Derzeit kämpfen in Las Vegas praktisch alle Casinos ums überleben, Macau scheint jedoch von der Wirtschftskrise überhaupt nichts mitzubekommen. Ganz im Gegenteil denn die Einnahmen schoßen in den letzten Monaten in ungeahnte Höhen und es scheint als würde die Casinos auch nichts aufhalten.

Mehr als 3,81 Milliarden US Dollar nahmen die Casinos in der chinesischen Stadt alleine in diesem Quartal ein. Das ist ein neuer weltweiter Rekordumstz für Casinos und mehr als in Las Vegas in den letzten drei Quartalen umgestezt wurde. Selbst das städtische Büro für Prüfung und Koordination in Macau bestätigte das.

Vor allem nach den Rekordumsätzen im August und im September wurden Zahlen in dieser Größenordnung durchaus erwartet. Durch die 180 Grad­Wende der chinesischen Regierung könnte der Boom jedoch bald ein Ende haben, denn Macaus Regierung hat die Einreisebeschränkungen erneut verschärft. Chinesen vom Festland dürfen nun nur noch einmal alle zwei Monate nach Macau einreisen und nicht mehr wie bisher einmal im Monat.

Protest wurde bereits von den Casinobesitzern eingelegt, die Wahrscheinlichkeit, dass sich die chinesische Regierung erweichen lässt ist allerdings gering. Expertem gehen davon aus, das China so den Wachstum der Spielindustrie bremsen und regulieren will. Das Geld der Konsumenten solle vermehrt in die Wirtschaft fließen und nicht über die stärkste Einnahmequelle in den Casinos, über die Roulette Tische.

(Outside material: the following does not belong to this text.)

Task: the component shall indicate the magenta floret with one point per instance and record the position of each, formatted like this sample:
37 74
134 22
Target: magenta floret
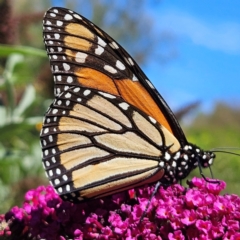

Das solch eine Maßnahme bisher noch nie Erfolgreich war, nicht in China und auch nicht in den USA, scheint die Regirung kaum zu stören. Ohne weitere Begründung beharrt sie weiterhin auf ihrer Entscheidung. Sollte das Weihnachtsgeschäft nicht exzeptionell gut ausfallen, so wird die chinesische Führung die monatlichen Reisen so schnell wieder erlauben, wie sie sie verboten haben, darüber sind sich Glücksspielkenner sicher, denn es geht ums Geld.